Proprio a questa concezione si collega il detto, apparentemente enigmatico, di Rabbi Hillel, un tannaita che in tutto il Talmud interviene solo per sentenziare che in futuro non ci sarà più alcun Messia per Israele, perché l' epoca messianica si sarebbe già realizzata al tempo di Ezechia re di Giuda(27). Commentando questa tesi nettamente amessianica o scettica, Levinas osserva che la salvezza ottenuta attraverso il re non è la salvezza suprema e cita a questo proposito il libro di Samuele, dove si narra l'opposizione del profeta alle aspirazioni politiche del popolo (1Sam 8). Per abbozzare una concezione autentica del messianismo occorre dunque andare "al di là" delle forme spurie basate sull'idea di una mediazione politica intrastorica, legata ad una precisa persona dotata di poteri eccezionali. La redenzione non può avvenire delegando l'aspirazione messianica personale all' azione di un re che realizza (hegelianamente) l'universale nella storia del mondo: l'ebraismo «non offre dunque una dottrina della fine della storia che domina il destino individuale. La salvezza non occupa un punto estremo della storia, la sua conclusione. Essa resta possibile in ogni momento»(28). Anche in questo caso alla concezione obsoleta del messianismo politico Levinas contrappone la sua concezione del messianismo etico: la venuta del Messia è possibile in ogni momento, se ogni uomo (sia egli Hilik o Bilik, Tizio o Caio) risponde all' appello del comandamento che lo destina ad essere responsabile nei confronti del prossimo.

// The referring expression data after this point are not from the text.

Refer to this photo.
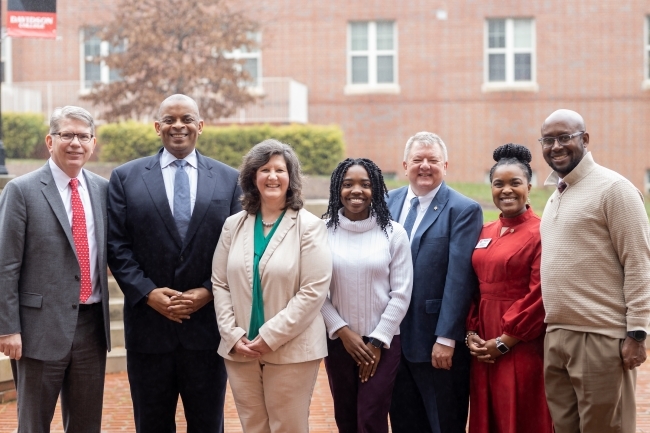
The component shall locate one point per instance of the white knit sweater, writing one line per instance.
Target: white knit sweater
(372, 279)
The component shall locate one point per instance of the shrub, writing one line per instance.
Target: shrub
(23, 134)
(319, 148)
(125, 141)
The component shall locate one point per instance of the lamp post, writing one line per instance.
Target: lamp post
(3, 168)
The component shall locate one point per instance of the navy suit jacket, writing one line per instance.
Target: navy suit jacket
(443, 278)
(145, 250)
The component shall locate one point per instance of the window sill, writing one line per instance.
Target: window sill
(375, 89)
(527, 86)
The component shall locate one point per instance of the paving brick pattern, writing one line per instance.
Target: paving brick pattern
(118, 414)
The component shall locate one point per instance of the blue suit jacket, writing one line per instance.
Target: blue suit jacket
(145, 250)
(443, 278)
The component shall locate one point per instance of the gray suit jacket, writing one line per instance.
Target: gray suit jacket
(39, 270)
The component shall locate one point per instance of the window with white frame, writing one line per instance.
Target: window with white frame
(94, 69)
(372, 55)
(510, 52)
(250, 59)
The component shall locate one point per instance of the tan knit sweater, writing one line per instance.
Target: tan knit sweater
(595, 253)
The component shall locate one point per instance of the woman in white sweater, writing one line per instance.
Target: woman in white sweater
(370, 293)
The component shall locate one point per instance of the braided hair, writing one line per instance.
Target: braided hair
(378, 206)
(516, 154)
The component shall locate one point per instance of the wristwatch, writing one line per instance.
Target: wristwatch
(503, 347)
(637, 335)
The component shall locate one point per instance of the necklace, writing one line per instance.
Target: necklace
(269, 224)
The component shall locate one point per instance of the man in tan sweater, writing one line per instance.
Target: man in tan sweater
(595, 285)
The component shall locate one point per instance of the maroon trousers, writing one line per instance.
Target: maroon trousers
(361, 407)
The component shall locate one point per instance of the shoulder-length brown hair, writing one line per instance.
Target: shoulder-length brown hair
(259, 155)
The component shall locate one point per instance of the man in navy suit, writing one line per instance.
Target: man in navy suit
(165, 214)
(431, 391)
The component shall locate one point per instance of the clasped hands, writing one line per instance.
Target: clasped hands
(251, 349)
(365, 355)
(177, 306)
(486, 350)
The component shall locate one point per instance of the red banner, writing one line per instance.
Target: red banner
(21, 24)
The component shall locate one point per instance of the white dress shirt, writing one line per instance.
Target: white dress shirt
(425, 202)
(62, 182)
(169, 173)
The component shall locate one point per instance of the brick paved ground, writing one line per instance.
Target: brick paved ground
(118, 415)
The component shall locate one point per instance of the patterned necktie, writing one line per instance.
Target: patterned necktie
(182, 206)
(80, 237)
(411, 216)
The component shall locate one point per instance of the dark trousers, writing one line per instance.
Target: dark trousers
(157, 379)
(431, 400)
(361, 407)
(78, 378)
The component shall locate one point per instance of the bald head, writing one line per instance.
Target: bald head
(568, 117)
(571, 140)
(178, 97)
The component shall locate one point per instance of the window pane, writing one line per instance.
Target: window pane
(497, 71)
(522, 67)
(92, 73)
(92, 47)
(359, 36)
(385, 69)
(250, 66)
(523, 33)
(497, 33)
(114, 75)
(359, 70)
(384, 35)
(91, 42)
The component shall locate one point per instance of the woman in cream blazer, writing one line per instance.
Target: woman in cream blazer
(272, 374)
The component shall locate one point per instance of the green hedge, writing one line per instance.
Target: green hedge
(23, 134)
(319, 148)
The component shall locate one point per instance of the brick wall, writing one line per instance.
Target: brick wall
(589, 58)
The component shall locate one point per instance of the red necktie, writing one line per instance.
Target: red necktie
(80, 236)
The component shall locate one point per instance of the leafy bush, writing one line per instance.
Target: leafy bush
(125, 141)
(23, 134)
(319, 148)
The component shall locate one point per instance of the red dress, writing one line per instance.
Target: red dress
(508, 396)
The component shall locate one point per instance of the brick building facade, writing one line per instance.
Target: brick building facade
(478, 73)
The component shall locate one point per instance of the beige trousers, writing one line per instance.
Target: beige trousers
(586, 387)
(273, 398)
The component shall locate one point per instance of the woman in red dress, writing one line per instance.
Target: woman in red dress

Questa concezione del messianismo connotata eticamente emerge con maggior chiarezza dalla discussione intorno alla personalità del Messia e ai suoi presunti "nomi propri", che occupa I'intero paragrafo quinto. Commentando b.Sanhedrin, 98b, Levinas si imbatte nei quattro nomi principali, le cui iniziali formerebbero il termine ebraico mashiach: Shilo, "pacifico", ovvero «colui a cui appartiene lo scettro del comando»; Yinon, "germoglio", «colui che fa fiorire la giustizia»; Chanina, "pietà", "misericordia", "amore"; Menahem, "consolatore". Questi nomi, che si appoggiano ad altrettanti versetti scritturali, definiscono la figura personale del Messia nel senso che specificano le sue qualità e le sue funzioni sia collettive che individuali. Essi quindi ci possono aiutare a delineare la concezione autentica del messianismo e i suoi contenuti.

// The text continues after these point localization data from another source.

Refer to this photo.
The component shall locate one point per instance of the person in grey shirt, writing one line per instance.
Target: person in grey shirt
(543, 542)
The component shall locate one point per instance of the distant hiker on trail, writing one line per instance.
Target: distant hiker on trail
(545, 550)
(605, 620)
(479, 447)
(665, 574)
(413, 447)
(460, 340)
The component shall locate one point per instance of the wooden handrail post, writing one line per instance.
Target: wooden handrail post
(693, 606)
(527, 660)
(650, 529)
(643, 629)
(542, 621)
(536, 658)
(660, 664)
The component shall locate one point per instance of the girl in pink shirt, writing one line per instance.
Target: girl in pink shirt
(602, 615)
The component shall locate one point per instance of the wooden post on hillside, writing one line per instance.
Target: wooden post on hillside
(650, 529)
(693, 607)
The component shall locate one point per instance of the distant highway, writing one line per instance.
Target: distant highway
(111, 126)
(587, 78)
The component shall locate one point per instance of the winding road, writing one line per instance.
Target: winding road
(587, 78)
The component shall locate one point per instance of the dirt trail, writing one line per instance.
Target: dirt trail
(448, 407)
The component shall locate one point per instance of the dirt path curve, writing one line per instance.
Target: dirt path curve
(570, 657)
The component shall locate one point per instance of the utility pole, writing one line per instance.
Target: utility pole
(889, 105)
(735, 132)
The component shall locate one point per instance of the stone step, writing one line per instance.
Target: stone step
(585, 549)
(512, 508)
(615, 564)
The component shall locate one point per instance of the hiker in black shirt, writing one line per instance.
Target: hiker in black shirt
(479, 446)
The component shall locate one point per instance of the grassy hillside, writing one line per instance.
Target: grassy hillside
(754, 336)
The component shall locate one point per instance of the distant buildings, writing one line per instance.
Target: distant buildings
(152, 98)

Ancora una volta, facendo riferimento alla lettera del passo talmudico, Levinas sottolinea come i primi tre nomi assomiglino ai "nomi propri" di tre maestri di altrettante autorevoli scuole rabbiniche. L'incontro col Messia sarebbe allora da ripensare sulla base della relazione tra allievo e maestro e i contenuti della redenzione messianica sarebbero simili agli insegnamenti orali impartiti da colui che studia e spiega la Torah(29). La relazione asimmetrica tra l'allievo e il maestro, una delle principali configurazioni della paradossale relazione con autrui descritta con metodo fenomenologico nelle opere filosofiche(30), viene qui richiamata per descrivere (non solo analogicamente) l'accadere della rivelazione messianica. Il Messia dunque non sarebbe una persona eccezionale, dotata di poteri o caratteristiche individuali sovraumane, ma il maestro che, attraverso l'insegnamento, trasmette i valori messianici di pace, giustizia, pietà e misericordia. In questa prospettiva, basata sulla trasmissione di un insegnamento legato allo studio della Torah, si definisce anche il contenuto del messianismo: si tratta di un evento che coagula un insieme di valori morali e che non è legato in modo unico ed esclusivo ad una persona precisa portatrice di quei valori.

Tuttavia, se questa prospettiva sembra propendere per una figura impersonale di Messia, il quarto nome (Menahem, "consolatore") sembra invece mettere l' accento proprio sull' aspetto individuale e personale della vocazione messianica. Infatti, se il Messia ha nome Menahem, lo si può identificare col «lebbroso della scuola di Rabbi» chiamando in causa il celebre capitolo 53 di Isaia, «la cui profezia sembra ai cristiani molto precisa»(31). Per Levinas però questo testo scritturale non annuncerebbe un Messia individuale, bensì «una forma di esistenza la cui individuazione non si dà in un essere unico»(32).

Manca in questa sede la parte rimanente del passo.